The Neural Plasticity Laboratory investigates gene-environment interactions and experience-dependent plasticity in the healthy and diseased brain.

Our research includes using a model of Huntington’s disease (HD), a tandem repeat disorder, where we are following up our discoveries regarding the beneficial effects of environmental enrichment (enhanced cognitive stimulation and physical activity) and exercise, as well as depression and dementia-like symptoms associated with abnormalities of brain plasticity.  Furthermore, we recently discovered that chronic stress can accelerate onset of HD, and are investigating these neurotoxic effects of stress in HD and other brain disorders.

Many neurological and psychiatric disorders have their origins in abnormal maturation of the brain, including the billions of neurons exquisitely connected by trillions of synapses.
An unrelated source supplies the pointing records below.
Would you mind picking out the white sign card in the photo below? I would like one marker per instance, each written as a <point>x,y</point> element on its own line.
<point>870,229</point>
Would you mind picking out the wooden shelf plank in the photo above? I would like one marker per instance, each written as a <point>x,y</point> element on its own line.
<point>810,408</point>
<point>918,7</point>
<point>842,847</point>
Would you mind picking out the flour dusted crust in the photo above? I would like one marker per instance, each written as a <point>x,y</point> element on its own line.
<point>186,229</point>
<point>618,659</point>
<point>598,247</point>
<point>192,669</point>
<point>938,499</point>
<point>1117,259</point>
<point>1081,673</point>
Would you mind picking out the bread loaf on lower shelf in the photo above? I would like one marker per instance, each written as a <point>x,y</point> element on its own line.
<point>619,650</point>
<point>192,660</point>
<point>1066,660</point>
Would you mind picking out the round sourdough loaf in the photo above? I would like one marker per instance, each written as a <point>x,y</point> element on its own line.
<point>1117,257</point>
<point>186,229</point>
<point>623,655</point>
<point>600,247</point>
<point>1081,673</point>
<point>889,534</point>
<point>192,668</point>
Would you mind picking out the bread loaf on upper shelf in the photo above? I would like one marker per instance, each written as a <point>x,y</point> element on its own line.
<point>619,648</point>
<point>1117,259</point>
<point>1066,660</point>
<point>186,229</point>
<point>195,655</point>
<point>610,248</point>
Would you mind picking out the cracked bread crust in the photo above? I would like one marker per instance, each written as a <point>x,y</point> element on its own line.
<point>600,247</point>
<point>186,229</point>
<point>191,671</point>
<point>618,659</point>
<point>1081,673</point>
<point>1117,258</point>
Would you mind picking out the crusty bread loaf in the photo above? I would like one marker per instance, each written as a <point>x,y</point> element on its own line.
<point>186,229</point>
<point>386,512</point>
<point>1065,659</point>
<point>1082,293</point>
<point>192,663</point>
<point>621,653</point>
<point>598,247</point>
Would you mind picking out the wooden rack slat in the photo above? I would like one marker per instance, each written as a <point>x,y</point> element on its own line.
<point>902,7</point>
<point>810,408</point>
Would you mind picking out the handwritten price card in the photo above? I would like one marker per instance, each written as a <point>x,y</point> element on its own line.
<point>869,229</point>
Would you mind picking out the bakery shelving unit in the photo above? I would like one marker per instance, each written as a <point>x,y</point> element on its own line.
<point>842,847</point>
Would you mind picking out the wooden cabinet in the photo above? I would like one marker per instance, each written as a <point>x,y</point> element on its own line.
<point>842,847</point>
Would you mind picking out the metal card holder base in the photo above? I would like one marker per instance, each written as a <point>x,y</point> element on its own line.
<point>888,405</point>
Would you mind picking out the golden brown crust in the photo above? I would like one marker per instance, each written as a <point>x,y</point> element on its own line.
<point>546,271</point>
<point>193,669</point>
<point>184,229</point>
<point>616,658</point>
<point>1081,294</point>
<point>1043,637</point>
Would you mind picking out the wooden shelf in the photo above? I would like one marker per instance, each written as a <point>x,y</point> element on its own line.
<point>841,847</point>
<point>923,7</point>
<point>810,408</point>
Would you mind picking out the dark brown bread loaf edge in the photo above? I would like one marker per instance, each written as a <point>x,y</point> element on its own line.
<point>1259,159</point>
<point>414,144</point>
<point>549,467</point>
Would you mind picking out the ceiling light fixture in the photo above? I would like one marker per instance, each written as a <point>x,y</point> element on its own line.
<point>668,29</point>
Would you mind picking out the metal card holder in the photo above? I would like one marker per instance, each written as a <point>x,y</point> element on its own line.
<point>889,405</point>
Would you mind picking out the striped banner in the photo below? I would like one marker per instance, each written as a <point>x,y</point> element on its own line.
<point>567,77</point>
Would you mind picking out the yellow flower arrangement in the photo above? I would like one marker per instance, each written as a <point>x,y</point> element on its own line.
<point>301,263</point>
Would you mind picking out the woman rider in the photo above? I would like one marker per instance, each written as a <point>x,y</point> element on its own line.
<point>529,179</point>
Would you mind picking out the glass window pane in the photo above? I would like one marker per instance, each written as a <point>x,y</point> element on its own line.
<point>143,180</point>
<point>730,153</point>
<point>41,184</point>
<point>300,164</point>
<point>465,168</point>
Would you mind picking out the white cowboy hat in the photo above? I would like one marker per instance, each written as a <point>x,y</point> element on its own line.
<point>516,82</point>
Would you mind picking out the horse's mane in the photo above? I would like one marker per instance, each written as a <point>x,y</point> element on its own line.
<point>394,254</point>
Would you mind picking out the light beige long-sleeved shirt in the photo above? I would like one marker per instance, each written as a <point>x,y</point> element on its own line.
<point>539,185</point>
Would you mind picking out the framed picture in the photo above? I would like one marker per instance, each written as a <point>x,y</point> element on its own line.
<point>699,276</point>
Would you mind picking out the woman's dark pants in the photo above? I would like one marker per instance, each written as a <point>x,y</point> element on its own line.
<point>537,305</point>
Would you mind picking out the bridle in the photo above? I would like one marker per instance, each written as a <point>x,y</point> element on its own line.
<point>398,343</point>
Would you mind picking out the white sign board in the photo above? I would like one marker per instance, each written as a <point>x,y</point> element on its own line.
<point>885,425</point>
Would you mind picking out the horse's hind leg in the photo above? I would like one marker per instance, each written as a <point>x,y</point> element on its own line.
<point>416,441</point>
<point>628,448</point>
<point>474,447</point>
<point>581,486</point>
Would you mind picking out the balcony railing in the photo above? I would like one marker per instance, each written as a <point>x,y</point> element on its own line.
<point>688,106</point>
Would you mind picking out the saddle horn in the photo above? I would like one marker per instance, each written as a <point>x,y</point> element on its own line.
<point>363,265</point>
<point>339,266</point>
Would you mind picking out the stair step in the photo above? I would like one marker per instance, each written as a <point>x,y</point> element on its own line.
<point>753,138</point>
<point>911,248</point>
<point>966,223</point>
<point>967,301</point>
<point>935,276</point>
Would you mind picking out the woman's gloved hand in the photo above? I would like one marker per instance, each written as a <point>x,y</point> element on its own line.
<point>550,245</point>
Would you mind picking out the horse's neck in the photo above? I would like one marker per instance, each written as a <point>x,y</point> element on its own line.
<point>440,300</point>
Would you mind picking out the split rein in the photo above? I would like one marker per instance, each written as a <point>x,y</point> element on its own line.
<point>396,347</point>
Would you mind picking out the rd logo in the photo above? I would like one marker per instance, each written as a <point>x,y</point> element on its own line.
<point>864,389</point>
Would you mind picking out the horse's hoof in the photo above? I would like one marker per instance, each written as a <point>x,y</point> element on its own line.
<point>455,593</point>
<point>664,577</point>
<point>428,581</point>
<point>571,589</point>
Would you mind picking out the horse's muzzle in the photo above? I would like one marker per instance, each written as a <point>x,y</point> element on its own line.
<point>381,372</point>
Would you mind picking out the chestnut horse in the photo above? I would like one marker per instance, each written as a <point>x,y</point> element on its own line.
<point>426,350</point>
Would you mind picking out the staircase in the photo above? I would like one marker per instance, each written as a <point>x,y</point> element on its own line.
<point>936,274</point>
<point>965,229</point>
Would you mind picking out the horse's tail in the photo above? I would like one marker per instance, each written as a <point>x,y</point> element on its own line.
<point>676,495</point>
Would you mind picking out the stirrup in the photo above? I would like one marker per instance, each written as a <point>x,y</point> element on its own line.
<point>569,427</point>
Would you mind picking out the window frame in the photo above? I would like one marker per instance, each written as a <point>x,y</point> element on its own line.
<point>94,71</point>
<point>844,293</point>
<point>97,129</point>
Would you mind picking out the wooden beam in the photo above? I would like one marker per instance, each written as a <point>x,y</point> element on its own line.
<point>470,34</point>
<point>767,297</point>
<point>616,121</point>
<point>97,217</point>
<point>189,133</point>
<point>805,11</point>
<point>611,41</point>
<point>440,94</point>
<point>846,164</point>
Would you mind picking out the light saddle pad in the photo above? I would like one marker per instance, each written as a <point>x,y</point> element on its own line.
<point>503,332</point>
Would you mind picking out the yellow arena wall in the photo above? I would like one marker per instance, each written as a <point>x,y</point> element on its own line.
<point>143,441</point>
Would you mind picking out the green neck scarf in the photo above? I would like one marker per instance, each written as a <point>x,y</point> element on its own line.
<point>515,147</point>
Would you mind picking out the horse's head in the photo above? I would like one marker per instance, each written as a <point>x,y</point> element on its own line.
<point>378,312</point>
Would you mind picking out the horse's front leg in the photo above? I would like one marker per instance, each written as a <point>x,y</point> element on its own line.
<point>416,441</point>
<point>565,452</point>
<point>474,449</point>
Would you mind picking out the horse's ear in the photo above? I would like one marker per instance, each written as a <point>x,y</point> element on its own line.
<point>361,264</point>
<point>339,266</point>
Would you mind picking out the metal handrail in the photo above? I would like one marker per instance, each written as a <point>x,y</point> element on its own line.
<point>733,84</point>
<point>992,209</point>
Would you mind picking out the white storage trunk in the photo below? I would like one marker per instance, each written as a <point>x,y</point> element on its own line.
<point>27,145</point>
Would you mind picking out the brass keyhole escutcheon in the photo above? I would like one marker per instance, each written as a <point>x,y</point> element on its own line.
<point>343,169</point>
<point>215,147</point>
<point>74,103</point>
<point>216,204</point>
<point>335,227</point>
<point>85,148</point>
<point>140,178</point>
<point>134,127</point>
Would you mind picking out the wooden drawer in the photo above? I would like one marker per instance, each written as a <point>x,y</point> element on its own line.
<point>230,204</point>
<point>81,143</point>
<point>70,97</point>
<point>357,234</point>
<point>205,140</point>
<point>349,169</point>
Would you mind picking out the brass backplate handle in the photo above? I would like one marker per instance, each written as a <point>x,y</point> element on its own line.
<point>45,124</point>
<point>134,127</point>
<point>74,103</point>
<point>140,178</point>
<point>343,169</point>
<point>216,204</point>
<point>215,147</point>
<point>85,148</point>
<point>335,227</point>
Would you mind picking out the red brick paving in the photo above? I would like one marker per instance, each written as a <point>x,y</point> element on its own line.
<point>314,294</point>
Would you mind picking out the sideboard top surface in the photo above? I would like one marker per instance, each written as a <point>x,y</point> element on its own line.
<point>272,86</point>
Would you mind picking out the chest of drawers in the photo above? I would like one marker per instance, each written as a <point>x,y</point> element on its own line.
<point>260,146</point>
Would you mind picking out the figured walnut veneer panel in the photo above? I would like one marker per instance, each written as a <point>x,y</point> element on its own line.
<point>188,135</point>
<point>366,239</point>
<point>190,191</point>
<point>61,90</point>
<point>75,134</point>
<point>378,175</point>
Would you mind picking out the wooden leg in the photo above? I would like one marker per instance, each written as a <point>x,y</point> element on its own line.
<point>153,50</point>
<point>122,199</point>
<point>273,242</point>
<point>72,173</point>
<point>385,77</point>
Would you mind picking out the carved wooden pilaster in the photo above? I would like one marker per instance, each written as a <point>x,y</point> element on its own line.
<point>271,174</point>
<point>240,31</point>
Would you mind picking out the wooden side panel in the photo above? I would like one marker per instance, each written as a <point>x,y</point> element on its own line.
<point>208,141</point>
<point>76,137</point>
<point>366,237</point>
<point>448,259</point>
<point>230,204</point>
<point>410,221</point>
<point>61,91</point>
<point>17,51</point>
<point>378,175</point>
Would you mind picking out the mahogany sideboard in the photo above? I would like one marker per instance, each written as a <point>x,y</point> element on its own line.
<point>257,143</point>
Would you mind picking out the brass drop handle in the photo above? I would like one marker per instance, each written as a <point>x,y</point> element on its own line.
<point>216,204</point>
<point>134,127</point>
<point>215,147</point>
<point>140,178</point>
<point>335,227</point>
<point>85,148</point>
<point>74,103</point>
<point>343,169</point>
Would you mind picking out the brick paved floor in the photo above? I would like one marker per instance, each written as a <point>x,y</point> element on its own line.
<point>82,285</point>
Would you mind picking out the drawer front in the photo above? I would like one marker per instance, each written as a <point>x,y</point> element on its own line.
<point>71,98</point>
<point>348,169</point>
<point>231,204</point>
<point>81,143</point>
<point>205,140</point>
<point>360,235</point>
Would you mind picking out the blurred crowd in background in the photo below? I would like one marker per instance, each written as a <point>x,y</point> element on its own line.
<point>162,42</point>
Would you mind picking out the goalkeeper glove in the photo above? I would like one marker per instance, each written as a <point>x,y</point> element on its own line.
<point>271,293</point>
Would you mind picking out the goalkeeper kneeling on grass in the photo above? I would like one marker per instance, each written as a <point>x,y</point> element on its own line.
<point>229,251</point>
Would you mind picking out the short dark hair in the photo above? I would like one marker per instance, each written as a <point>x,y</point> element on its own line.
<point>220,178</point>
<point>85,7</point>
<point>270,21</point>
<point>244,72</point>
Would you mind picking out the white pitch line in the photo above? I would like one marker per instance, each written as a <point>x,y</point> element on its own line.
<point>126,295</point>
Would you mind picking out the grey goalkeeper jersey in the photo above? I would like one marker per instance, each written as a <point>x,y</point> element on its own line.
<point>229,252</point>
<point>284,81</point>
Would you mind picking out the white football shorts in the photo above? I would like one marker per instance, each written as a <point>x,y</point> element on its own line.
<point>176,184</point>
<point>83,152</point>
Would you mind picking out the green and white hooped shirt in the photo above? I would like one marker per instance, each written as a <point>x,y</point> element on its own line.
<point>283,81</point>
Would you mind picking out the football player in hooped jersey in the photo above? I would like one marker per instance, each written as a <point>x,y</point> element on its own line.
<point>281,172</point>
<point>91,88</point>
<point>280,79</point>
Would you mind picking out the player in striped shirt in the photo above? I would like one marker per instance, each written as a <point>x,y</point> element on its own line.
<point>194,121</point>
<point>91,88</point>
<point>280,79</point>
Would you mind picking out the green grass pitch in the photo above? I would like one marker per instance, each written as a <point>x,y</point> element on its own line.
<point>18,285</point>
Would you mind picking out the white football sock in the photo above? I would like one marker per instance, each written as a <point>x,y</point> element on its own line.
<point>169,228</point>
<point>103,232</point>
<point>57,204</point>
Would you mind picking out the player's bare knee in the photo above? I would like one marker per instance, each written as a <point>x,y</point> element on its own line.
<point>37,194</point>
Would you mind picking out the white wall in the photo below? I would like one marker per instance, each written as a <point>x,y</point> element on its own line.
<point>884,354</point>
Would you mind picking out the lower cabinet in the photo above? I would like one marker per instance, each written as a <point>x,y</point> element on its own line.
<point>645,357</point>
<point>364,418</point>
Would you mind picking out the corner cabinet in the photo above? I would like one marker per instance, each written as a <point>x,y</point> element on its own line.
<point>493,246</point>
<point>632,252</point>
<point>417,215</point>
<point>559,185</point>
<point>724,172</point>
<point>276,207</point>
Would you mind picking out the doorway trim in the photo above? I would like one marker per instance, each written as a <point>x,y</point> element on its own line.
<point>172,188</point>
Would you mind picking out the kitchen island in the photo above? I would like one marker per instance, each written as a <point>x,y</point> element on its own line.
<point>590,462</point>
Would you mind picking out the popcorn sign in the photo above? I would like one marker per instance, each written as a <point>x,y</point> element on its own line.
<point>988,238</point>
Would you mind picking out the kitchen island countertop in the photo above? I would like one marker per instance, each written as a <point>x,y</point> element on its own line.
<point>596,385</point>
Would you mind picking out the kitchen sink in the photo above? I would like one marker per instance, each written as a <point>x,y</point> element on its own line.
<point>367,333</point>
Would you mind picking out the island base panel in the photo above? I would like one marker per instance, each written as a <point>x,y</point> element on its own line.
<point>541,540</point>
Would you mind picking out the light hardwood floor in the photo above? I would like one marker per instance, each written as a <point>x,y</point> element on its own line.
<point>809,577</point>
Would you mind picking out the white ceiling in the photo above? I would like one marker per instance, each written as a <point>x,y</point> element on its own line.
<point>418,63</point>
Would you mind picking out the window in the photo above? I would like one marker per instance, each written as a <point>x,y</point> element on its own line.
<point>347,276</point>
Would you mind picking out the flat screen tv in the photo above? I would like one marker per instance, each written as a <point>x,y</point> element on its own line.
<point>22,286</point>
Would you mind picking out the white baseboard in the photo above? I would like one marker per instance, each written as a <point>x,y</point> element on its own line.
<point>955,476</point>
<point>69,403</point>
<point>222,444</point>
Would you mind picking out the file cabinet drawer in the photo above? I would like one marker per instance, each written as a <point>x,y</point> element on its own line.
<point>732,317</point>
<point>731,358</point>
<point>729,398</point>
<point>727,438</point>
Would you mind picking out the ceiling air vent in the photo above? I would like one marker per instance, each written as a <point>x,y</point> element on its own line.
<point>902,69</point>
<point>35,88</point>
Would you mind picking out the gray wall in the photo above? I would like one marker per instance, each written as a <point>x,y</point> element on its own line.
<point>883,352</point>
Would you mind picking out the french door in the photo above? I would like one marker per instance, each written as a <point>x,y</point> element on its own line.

We are also investigating how genetic and environmental factors combine to cause specific disorders of brain development and cognition, including schizophrenia and autism spectrum disorders (ASD).  We are interested in the mechanisms whereby specific genes regulate maturation of the brain and are dynamically regulated by interaction with the environment in conditions like ASD and schizophrenia. 

Our research links data at behavioural and cognitive levels to underlying cellular and molecular mechanisms.  We use a variety of behavioural tools, including automated touchscreen testing of cognition and high-throughput data analysis of vocalization and communication, that are directly translatable to clinical tests.  We are establishing the extent to which experience-dependent plasticity, including adult neurogenesis and synaptic plasticity, can modulate these behavioural and cognitive endophenotypes, in models with targeted genome editing.  This cellular level of understanding is linked, in turn, to molecular mechanisms, including epigenetics, transcriptomics and proteomics.

Based on this research, and the identification of key target molecules, we are also exploring the concept of ‘enviromimetics’, therapeutics that mimic or enhance the beneficial effects of cognitive stimulation and physical exercise.  One goal is to develop such therapeutic agents to help reduce the personal and societal burdens of devastating brain disorders such as schizophrenia, HD and dementia.